After years of lampooning the junta, Burma’s Moustache Brothers aren’t ready to stop poking fun at the regime yet, despite dramatic changes that mean laughter is no longer such a risky business. With nothing more than their sharp wit, the sexagenarian members of one of the long-isolated country’s most famous comedy troupes are perhaps among the bravest dissidents to have stood up to the generals. “It’s old wine in a different bottle,” said Par Par Lay, 64, also known as “Brother Number One”. With the regime embarking on a series of dramatic reforms, the satirists hope one day to be able to take their act on the road, and enlighten the poor about the political situation.

Lu Maw, a wiry 62-year-old whose broken English is peppered with mismatched idioms, elicited nervous laughter by admonishing the crowd at a recent show to be quiet because government agents were nearby. “We are blacklisted, jail birds, and illegals you know, so you are also here illegally,” he told a young American woman in the front row before breaking into a grin. “But don’t worry, the government loves tourists because they want your dollars.”

At another point in the show Par Par Lay asked the crowd if they wanted to see an authentic Burmese act.

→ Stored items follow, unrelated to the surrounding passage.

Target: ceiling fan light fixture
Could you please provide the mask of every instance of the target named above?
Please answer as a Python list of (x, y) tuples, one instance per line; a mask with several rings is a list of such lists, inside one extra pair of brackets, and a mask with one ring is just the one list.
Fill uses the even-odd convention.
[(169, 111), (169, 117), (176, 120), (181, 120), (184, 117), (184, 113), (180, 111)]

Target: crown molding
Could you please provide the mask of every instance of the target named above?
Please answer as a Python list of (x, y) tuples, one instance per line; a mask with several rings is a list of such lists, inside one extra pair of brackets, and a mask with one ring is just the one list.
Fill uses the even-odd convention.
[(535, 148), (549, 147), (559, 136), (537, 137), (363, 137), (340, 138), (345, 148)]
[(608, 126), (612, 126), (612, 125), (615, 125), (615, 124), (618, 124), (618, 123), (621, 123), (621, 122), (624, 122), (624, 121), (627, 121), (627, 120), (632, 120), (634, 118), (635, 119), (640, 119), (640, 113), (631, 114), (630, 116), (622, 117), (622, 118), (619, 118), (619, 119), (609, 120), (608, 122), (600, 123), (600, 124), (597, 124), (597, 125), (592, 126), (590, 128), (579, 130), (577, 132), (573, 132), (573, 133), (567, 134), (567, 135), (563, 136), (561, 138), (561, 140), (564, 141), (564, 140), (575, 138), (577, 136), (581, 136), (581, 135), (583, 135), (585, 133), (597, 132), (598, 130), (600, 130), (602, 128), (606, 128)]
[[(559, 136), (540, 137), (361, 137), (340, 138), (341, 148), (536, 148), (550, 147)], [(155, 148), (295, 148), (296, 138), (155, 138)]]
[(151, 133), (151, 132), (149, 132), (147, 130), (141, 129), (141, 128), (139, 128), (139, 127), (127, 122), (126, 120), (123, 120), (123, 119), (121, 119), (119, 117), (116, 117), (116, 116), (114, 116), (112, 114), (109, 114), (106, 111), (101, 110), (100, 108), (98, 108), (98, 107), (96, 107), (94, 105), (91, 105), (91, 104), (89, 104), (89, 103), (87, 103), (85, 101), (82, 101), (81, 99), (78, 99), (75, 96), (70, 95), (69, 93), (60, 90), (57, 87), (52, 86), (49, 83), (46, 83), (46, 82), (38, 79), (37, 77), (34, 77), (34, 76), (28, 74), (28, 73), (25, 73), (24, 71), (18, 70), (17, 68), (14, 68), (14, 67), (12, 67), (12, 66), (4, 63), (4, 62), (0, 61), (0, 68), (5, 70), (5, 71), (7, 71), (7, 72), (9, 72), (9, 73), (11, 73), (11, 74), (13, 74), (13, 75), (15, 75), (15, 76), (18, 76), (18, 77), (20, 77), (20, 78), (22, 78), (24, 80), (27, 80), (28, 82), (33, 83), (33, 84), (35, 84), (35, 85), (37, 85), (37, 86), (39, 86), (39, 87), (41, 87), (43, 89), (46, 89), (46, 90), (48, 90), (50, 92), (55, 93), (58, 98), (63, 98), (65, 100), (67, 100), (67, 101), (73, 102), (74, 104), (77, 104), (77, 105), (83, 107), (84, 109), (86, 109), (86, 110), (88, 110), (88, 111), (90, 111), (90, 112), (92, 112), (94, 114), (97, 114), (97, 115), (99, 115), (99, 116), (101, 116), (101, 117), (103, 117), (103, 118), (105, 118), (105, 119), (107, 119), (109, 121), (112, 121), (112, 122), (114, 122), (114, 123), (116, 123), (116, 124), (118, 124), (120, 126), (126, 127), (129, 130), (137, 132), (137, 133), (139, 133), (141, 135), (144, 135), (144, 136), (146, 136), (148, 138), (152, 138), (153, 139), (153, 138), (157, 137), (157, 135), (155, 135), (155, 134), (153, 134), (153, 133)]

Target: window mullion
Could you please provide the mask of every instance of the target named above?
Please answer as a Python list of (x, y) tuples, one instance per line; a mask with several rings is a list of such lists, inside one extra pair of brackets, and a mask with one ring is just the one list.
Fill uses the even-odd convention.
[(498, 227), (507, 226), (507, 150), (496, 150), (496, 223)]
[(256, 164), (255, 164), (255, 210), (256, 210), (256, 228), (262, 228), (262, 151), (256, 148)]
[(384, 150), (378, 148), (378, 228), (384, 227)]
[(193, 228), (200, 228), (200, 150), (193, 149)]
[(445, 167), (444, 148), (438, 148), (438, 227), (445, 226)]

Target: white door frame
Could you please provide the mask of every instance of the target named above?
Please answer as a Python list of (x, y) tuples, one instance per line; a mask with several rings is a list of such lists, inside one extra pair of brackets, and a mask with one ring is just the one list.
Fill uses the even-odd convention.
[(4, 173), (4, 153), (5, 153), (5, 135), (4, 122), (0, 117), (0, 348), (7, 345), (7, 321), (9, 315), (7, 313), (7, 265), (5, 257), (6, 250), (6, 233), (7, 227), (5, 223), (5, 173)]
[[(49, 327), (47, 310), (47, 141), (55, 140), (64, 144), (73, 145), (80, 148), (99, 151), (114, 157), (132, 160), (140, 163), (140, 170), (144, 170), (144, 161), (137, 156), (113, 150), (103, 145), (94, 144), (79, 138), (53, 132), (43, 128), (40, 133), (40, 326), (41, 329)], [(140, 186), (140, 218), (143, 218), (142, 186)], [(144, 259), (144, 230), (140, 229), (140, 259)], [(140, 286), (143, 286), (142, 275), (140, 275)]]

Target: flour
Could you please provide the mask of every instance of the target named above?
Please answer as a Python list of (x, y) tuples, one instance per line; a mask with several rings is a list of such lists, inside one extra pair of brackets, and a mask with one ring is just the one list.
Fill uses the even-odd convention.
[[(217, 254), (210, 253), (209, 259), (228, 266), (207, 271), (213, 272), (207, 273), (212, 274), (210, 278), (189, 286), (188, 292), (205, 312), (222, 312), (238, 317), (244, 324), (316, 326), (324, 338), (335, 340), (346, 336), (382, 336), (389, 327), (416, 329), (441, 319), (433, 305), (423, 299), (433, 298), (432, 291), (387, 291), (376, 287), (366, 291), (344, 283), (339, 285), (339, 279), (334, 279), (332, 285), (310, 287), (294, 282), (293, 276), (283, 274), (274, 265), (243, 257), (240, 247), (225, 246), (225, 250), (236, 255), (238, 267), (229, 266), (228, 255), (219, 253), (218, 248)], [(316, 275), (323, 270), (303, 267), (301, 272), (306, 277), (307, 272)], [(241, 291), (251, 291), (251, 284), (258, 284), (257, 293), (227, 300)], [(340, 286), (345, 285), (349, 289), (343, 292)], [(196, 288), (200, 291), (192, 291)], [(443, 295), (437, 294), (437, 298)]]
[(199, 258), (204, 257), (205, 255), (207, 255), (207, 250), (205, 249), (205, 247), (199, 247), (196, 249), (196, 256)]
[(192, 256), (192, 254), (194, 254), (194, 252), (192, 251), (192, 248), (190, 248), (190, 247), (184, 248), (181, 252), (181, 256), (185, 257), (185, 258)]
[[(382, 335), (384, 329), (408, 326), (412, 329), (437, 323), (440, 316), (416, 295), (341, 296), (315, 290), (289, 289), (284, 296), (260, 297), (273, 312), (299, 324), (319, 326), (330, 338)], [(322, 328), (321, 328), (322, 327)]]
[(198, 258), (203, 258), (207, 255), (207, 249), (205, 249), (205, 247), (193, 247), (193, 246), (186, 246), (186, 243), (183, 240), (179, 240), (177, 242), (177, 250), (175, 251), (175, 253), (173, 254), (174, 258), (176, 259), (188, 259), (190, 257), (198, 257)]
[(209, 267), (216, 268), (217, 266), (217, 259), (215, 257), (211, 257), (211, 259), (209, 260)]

Within seconds, he was wearing a balaclava helmet over his moustachioed face and sporting a hand gun as he gingerly mimicked a thief breaking into a home. “That’s how they are, like Jesse James, Ali Baba, like bandits,” Lu Maw said on the microphone, alluding to the military to scattered laughter from the crowd.

The trio used to lead one of Burma’s most popular traditional comedy acts. The brothers are still officially banned from performing publicly, but they have found a way to continue their act by staging it for tourists in the family’s cramped garage in Mandalay.

Feigning seriousness, Lu Maw wondered aloud why US-led coalition forces had not sent unmanned drones to Burma, whose military he said had been involved in some of the world’s most atrocious rights abuses. “Burma is the same as Libya, Egypt, Somalia or Syria. But they all have oil,” Lu Maw said with a naughty wink. “Ah, but they (the West) don’t know what we have — we have opium and heroin too.”

After the one-hour show, the brothers personally thanked every visitor and sold them souvenirs. They said the money would go to helping those political prisoners still languishing in jail, despite a series of mass pardons that have seen hundreds of others walk free under the new reformist government.

“But 1 April, the day of election, is also April Fool’s Day. We hope it’s not going to be a joke.”